Past President – In Memoriam…

KNIGHTED BY QUEEN VICTORIA

Judge Matthew Baillie-Begbie was born in 1819 and travelled from England in 1858 to become one of the first officials of the new Crown Colony of British Columbia.

He walked and rode hundreds of miles getting to know the miners and mining camps, and judging cases everywhere.

He was an artist who drew sketches of the witnesses in his “courtroom”–often a tent or a clearing. He was an opera singer who gave concerts in Victoria.
He was a linguist who heard cases in the Shuswap and Chilcotin languages without needing an interpreter—and he often defended the rights of First Nations people, who called him “Big Chief”.

Often called “the hanging Judge”, Begbie, at 6’5″ tall, certainly looked the part.
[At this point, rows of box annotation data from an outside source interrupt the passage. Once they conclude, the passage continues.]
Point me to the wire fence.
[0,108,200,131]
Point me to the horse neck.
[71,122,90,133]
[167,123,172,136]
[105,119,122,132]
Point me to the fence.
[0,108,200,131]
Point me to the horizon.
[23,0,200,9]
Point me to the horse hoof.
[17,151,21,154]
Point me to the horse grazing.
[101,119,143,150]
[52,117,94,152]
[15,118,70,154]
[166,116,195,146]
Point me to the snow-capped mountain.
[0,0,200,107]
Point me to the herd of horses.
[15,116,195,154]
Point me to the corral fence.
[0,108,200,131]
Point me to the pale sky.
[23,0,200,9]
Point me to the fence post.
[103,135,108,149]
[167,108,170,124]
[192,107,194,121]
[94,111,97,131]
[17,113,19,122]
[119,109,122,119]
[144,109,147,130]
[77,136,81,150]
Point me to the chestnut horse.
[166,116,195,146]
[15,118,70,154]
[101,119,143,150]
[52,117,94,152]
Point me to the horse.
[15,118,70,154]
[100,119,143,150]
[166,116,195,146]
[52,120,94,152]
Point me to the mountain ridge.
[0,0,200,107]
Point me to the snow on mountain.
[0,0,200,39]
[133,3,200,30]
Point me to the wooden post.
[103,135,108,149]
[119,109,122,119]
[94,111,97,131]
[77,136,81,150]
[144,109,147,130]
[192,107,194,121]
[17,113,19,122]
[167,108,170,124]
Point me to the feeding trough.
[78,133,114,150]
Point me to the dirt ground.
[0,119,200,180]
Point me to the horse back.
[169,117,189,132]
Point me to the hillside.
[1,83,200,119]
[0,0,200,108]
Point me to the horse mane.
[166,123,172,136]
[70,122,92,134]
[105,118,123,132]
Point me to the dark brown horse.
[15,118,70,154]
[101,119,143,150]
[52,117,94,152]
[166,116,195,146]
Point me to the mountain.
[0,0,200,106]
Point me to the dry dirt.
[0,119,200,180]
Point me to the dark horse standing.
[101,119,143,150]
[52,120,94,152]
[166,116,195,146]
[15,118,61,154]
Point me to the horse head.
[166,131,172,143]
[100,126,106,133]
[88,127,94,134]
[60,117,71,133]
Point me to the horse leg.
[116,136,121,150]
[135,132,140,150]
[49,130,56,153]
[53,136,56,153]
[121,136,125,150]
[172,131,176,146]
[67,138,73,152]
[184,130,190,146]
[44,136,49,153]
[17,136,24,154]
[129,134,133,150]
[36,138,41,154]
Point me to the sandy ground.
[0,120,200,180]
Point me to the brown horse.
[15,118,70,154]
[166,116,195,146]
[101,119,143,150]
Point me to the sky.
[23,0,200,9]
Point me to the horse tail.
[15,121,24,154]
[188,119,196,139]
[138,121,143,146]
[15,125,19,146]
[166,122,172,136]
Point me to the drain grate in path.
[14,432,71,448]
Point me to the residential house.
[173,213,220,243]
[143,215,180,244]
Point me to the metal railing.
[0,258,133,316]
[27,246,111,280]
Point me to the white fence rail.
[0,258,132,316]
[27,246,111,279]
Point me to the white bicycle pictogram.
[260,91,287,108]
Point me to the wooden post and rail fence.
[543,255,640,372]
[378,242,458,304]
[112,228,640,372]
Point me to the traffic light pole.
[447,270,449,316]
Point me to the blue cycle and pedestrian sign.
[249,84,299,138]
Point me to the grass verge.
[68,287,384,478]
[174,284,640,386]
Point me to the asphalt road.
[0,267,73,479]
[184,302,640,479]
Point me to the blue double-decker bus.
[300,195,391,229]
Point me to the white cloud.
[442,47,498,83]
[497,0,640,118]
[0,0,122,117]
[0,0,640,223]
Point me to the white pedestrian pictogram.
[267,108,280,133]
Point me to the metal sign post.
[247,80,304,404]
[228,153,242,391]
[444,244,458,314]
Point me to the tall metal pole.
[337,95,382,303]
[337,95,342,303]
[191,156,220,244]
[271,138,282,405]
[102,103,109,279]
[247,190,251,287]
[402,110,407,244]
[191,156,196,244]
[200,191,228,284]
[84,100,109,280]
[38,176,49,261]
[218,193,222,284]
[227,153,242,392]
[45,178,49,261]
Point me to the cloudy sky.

But truth be known, only 27 of the 52 murder cases he heard in the history of the Colony ended in hangings–and hanging was the punishment required by law for the crime of murder at that time. So if the verdict was guilty, the Judge didn’t have a choice….

In 1875 Begbie went on holiday to Europe and was knighted by Queen Victoria-Sir Matthew! Soon afterwards Judge Begbie was back at work, and kept judging cases for another two decades until he died on June 11, 1894, when the city of Victoria mounted a magnificent funeral procession for him.